I am perfectly content to watch a film that is not challenging but is entertaining and will allow me to consume way more popcorn than I should, enter “Twisters”. A legacy sequel to one of the first digital disaster films of that long cycle. The movie can plug in all the pseudo-scientific verbiage it wants, you will not disguise the fact that this is a turnstile mechanism, made to bring in the crowds for a Summer day, and send them out without a care in the world except the calorie count of a large soda and buttered popcorn.  This movie delivers exactly what you want it to, entertainment. 

When the trailer first popped up I was mildly intrigued, because after all, it is a sequel to “Twister”, but the preview did not have the same sort of demented energy that the 1996 film had.

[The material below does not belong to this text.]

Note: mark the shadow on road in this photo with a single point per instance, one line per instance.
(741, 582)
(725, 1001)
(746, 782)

The teaser trailer told us nothing about characters, story or context, it just gave us a glimpse of the boogie monster. The trailer for the new film can’t get away with that, so it tries to sell some star power with Glen Powell. That works a little, but it does feel a bit obvious. When you see the film however, it works much better and there is just enough of a story to make it fun.

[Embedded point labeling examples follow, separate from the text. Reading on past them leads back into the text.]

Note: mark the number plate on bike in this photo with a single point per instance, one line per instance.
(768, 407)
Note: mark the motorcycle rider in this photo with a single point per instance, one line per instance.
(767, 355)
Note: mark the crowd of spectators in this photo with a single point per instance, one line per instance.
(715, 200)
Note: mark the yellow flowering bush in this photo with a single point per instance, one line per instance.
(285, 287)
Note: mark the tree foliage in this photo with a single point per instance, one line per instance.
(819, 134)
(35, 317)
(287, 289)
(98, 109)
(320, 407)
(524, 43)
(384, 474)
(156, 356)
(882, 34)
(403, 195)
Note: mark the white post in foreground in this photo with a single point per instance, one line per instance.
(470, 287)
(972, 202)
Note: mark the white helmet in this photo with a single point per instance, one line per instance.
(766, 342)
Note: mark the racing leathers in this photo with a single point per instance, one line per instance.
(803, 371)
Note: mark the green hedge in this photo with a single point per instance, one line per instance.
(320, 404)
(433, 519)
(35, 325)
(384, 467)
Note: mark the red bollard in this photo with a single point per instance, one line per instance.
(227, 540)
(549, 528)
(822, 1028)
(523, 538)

Like the previous film, this movie introduces us to characters that we can enjoy and identify with, when we are never going to get much backstory about them. The opening disaster is just as compelling and frightening as  in the original film, and the main character takes a different path as an arc, so they have tried to change it up a bit. However, once you get past that plot device, the story beats are the same. Rival storm chasers, a twister at a big public event space, personal time with an older family member, and a race against the tornadoes at the end. Daisy Edgar-Jones as Kate, our main lead, gets the hero role here at the end, which is fitting since she really is the main character. Glen Powell as Tyler is a cartoon figure at first, but he becomes a more fully realized character as the film goes on. Anthony Ramos, who I first noticed in “The Honest Thief” and “In the Heights” has a more difficult role playing a conflicted colleague, and he is solid.

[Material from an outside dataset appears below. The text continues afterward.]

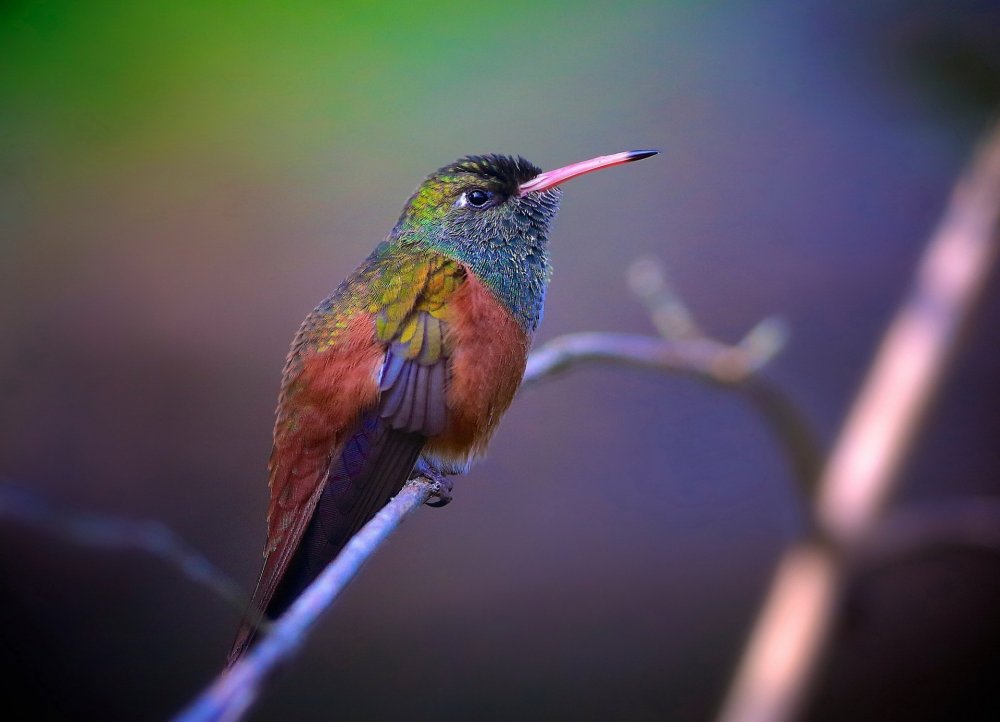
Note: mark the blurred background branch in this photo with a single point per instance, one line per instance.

Let’s face it however, no one goes to a movie like this for character development, rather we are driven by the action, and it is very effective here. The opening sequence, the rodeo twister and the climax tornado are the highlight sequences, although there are probably three or four more moments when the twisters are on the loose. Calling the movie “Twisters” reminds me of the choice to make the sequel to “Alien”, “Aliens”. It is completely appropriate given the number of events we get in the film. 

If there is any social message in the movie, it is very muted. This is not a climate change alarmism film. There is one slight nod toward villainess corporate culture, but it is barely memorable or understandable. To me, the real message of the film is in the vistas, small towns and music that fill the movie. This film has more respect for flyover country than any Hollywood production I have seen in years. The citizens are not presented as hicks who are ignorant, if anything, it is the city folk who follow Tyler on his YouTube channel who come off a bit goofy, but even that is restrained. This movie is carefully scripted to appeal to all four quadrants and all regions of the country, and those overseas viewers will get a much better picture of the middle of our nation as a result. So that is an unintended consequence in the movies favor.

The perfect Summer entertainment has arrived. There are no foul mouthed super heroes, there is no needless nudity, there is plenty of humor but it is very gentile. What more could you ask for? (Maybe some Hot Tamales to put in your popcorn).